Cleveland County Water receives its water from the First Broad River and Knob Creek. However, after the drought of 2002, the City of Shelby, Cleveland County and Cleveland County Water ran an emergency water line out of the Broad River. Cleveland County Water Manager Butch Smith said that line is only used in the event of a major emergency.
“Unless it’s a drought, it doesn’t affect us,” Smith said.
Cleveland County Water does provide water to parts of Cliffside — mainly along Cliffside Road — but Smith said none of that water has been impacted by events at the Cliffside Steam Station.
Maria Hunnicutt, manager of the Broad River Water Authority, said the water they pull from to provide drinking water to customers comes from a different location than Cliffside.
“Our intake is much further upstream,” Hunnicutt said. “The issues have really not affected our supply.”
The intake is on the Broad River but the treatment plant for Broad River Water is on Baber Road in Rutherfordton.

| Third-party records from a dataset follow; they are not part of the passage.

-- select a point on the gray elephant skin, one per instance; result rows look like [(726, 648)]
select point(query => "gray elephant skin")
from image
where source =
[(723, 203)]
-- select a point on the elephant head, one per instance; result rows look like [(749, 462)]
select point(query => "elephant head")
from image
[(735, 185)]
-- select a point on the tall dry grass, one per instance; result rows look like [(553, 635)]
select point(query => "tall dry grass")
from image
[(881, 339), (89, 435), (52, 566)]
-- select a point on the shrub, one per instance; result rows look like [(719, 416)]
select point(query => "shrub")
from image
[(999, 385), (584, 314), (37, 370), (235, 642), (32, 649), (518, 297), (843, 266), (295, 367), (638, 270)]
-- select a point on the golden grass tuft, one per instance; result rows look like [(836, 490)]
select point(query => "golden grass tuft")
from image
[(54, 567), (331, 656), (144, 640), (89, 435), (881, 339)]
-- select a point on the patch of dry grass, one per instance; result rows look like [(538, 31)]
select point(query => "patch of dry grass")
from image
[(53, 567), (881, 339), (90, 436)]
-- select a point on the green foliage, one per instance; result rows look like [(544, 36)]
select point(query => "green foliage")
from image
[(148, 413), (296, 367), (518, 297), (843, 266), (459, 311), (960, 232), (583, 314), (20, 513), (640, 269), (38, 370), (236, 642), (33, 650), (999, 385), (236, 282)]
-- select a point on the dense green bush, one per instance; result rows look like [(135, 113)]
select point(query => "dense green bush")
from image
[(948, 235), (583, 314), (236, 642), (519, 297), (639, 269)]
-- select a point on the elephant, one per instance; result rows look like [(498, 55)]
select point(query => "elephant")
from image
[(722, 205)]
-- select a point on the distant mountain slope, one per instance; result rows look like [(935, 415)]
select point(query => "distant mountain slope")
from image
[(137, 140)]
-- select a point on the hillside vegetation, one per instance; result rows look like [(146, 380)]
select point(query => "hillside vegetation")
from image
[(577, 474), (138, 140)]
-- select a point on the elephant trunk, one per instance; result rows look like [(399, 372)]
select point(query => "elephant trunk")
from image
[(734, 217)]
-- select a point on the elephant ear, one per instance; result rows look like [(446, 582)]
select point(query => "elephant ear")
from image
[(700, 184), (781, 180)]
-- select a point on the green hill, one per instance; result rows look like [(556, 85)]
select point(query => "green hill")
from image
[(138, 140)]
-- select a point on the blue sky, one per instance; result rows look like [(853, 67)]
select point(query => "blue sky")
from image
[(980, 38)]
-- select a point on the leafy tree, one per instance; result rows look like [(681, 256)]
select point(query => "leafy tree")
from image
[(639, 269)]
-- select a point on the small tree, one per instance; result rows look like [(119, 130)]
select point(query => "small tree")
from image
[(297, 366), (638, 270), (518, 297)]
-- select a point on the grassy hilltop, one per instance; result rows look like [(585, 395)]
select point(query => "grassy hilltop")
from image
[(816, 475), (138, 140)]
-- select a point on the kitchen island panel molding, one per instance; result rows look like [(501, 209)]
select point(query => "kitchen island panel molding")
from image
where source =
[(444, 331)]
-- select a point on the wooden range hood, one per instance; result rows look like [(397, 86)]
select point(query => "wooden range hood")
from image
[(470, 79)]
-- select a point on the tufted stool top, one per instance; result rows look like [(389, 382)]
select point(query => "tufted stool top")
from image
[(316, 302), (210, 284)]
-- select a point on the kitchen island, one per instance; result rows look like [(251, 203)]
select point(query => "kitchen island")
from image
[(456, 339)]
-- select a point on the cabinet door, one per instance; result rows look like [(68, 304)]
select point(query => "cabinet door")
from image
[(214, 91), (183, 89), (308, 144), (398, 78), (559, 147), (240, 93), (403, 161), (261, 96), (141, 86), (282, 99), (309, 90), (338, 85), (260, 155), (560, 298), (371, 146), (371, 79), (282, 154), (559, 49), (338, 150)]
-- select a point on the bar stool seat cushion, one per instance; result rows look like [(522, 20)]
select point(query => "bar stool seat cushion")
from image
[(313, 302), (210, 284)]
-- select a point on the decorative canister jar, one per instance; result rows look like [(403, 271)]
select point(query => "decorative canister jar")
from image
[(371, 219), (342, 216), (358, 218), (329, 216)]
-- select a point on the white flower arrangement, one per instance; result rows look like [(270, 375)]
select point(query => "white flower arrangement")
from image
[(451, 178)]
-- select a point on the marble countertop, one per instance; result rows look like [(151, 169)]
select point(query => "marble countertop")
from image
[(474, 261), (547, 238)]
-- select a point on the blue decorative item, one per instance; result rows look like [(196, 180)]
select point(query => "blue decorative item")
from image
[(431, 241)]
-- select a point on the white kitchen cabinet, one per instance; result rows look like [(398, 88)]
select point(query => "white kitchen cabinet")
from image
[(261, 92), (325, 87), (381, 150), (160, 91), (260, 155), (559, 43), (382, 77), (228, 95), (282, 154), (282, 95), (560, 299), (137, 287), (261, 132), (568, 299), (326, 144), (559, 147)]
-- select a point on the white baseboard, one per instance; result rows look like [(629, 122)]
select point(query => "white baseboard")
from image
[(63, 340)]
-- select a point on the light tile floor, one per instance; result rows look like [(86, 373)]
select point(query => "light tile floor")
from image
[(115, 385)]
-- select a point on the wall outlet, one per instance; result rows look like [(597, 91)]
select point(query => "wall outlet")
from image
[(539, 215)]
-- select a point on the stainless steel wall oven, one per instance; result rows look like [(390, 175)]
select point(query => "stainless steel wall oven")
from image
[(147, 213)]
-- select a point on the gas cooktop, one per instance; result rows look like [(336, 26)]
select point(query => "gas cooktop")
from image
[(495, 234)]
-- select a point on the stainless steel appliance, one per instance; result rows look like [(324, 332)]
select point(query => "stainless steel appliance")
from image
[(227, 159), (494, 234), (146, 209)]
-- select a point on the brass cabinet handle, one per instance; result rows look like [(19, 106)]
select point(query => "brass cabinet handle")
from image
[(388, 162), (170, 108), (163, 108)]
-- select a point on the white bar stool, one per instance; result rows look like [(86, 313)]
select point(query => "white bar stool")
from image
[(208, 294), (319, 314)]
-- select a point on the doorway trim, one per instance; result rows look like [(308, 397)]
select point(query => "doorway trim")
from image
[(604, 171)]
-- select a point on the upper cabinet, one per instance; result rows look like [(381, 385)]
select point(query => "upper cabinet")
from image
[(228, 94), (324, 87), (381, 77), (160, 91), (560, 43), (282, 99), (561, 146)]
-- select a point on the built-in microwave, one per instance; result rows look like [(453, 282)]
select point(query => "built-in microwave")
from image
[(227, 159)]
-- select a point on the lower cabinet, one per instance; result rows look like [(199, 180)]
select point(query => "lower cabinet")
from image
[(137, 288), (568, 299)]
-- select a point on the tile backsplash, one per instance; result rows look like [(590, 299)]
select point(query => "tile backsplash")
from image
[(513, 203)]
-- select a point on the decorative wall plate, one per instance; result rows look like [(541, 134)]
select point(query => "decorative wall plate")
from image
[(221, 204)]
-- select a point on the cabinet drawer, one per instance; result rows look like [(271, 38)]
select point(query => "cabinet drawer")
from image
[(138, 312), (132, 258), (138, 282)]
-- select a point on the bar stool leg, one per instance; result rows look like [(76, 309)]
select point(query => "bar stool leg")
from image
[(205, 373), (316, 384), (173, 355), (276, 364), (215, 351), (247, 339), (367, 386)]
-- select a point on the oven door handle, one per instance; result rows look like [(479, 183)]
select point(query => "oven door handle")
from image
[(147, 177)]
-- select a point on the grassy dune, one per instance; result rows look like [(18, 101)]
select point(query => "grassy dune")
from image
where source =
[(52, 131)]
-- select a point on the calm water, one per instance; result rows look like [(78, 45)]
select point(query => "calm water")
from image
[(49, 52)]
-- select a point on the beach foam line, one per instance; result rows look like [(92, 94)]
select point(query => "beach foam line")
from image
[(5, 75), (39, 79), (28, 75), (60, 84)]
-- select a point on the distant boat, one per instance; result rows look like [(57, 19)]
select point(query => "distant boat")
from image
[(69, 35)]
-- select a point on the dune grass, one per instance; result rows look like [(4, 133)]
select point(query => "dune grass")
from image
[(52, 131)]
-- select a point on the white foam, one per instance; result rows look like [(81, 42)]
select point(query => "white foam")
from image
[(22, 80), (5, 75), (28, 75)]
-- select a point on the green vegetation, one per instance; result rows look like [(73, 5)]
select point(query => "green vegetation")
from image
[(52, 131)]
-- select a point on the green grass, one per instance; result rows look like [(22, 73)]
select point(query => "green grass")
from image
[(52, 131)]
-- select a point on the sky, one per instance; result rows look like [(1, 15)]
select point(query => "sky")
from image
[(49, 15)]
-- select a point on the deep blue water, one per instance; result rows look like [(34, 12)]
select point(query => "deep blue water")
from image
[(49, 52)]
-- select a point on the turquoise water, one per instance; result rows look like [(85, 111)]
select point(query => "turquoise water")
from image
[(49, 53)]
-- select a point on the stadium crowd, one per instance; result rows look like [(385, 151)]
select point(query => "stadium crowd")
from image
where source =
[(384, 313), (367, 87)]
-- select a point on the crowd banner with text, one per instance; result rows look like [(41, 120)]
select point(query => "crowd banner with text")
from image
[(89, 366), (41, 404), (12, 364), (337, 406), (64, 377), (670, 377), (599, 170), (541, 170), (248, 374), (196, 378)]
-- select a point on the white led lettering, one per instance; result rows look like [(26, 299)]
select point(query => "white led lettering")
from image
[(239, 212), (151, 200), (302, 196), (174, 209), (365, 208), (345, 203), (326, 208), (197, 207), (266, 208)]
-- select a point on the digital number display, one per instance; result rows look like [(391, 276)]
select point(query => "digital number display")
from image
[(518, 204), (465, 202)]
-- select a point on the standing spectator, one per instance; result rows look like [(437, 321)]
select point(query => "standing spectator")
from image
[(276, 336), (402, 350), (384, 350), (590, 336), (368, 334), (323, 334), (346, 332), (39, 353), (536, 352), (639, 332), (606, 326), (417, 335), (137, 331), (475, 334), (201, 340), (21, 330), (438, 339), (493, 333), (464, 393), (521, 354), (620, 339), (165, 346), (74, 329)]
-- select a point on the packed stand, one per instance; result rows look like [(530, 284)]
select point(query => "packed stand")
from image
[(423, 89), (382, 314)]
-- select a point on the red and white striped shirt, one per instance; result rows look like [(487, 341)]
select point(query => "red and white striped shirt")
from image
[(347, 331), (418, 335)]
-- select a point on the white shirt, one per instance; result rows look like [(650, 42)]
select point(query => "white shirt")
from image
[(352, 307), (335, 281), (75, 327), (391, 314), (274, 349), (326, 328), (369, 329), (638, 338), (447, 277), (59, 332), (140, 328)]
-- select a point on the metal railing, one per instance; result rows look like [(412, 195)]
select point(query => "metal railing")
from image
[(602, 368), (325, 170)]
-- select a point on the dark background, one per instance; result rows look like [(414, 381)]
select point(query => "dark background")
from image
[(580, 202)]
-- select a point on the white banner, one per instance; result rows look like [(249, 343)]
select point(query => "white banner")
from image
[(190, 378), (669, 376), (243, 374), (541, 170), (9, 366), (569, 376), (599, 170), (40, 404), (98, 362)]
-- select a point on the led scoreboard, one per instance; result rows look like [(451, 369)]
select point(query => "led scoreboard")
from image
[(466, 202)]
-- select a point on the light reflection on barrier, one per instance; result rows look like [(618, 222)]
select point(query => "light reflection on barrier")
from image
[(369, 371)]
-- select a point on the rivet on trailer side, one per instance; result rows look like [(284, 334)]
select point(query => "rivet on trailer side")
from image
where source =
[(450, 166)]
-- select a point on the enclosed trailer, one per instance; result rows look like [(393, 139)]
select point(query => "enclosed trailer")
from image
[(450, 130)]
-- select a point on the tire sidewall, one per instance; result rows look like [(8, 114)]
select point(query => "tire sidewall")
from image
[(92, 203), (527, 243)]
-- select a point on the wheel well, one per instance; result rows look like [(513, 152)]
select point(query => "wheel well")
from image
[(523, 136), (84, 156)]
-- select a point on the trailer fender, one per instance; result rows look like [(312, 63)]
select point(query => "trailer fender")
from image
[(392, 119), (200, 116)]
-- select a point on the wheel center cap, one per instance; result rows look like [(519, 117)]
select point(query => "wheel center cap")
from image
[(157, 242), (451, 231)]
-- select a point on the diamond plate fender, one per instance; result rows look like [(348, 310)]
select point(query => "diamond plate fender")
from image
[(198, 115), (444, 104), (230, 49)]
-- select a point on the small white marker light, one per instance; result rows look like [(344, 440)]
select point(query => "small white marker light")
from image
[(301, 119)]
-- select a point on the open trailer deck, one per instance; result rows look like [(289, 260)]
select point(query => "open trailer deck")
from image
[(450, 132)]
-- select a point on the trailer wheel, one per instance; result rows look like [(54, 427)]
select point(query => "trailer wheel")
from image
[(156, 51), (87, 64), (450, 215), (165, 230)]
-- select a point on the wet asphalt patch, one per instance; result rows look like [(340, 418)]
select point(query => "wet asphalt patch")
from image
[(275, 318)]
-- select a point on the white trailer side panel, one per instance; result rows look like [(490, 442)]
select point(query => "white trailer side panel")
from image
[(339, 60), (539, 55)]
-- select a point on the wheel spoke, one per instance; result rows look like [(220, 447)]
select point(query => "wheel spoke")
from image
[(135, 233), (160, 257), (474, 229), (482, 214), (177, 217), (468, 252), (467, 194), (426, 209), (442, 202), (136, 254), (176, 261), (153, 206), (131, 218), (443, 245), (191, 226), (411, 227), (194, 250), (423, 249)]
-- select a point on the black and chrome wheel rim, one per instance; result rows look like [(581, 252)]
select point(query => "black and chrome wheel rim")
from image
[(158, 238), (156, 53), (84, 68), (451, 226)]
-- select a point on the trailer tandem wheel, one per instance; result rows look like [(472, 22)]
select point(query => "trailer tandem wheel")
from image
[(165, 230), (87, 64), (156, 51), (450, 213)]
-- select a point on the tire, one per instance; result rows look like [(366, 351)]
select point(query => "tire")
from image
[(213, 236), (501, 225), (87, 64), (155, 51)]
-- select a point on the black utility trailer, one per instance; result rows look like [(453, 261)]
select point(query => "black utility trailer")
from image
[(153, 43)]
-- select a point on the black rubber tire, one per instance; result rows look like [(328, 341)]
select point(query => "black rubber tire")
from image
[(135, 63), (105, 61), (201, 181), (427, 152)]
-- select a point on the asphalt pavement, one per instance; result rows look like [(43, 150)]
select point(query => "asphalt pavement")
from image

Hunnicutt said Broad River Water does provide water to the Grassy Pond Water District in South Carolina — downstream of the Cliffside Steam Station. She said Grassy Pond also purchases water from Gaffney (S.C.) Public Works.
Another major water supplier in Rutherford County is the Town of Forest City which provides water to the town as well as to Ellenboro and areas east of Forest City.
Town Manager John Condrey said the town pulls its water from the Second Broad River, not the Broad River.
However, the town had discussed the possibility of adding an intake at the river and Forest City does own property near RiverStone on the Broad River. Condrey said there has been some work in preparation for a possible intake on the Broad River.
“There are no immediate plans for that as of right now,” Condrey said. “We have a water plant with millions of gallons of excess water.”
The main concern with any discharge into the Broad River would be downstream into South Carolina. With Broad River Water providing water to the Grassy Pond Water District, the next affected water supplier would be the Liberty, Chesnee, Fingerville Water District, which serves over 6,000 customers in northeast Spartanburg County.
Nancy Cheatwood, assistant manager for Liberty, Chesnee, Fingerville Water District said they purchase their water from the Spartanburg Water System.
“They do the testing of the water for purification,” Cheatwood said.
According to Chad Lawson, spokesman for Spartanburg Water, there have been no issues with water quality.
“Water utilities are constantly testing and anything that shows up we have to report,” Lawson said.
Spartanburg Water System’s coverage area includes all of eastern Spartanburg County and areas of Cherokee and Union counties.
According to its website, most of the water distributed by Spartanburg Water comes from Lake Bowen. None of the water supplied by Spartanburg Water comes from the Broad River.
The release of thallium at the Cliffside Steam Station was reported by DENR last week. According to DENR, the base of inactive coal ash basin No. 5 revealed 0.35 parts per billion of thallium. The national criteria suggests 0.24 parts per billion is acceptable. Another test closer to the Broad River indicated thallium levels of 0.13 parts per billion — much lower than than the national criteria.
“We are talking about an area where the sample had not met the river,” said Susan Massengale, spokesperson for DENR. “At that point, we saw those lower levels of thallium.”
While the tests at the No. 5 coal ash basin revealed thallium, Massengale said two other samples taken from the other four basins showed no indications of thallium present. She said further tests were being completed to determine any potential long-term effects of the thallium release.
Hunnicutt said, no matter what the tests may show, the release of thallium is something to take note of.
“From an environmental standpoint, as well as water quality, it is concerning,” Hunnicutt said. “I care about the public water supply for the people in the region.”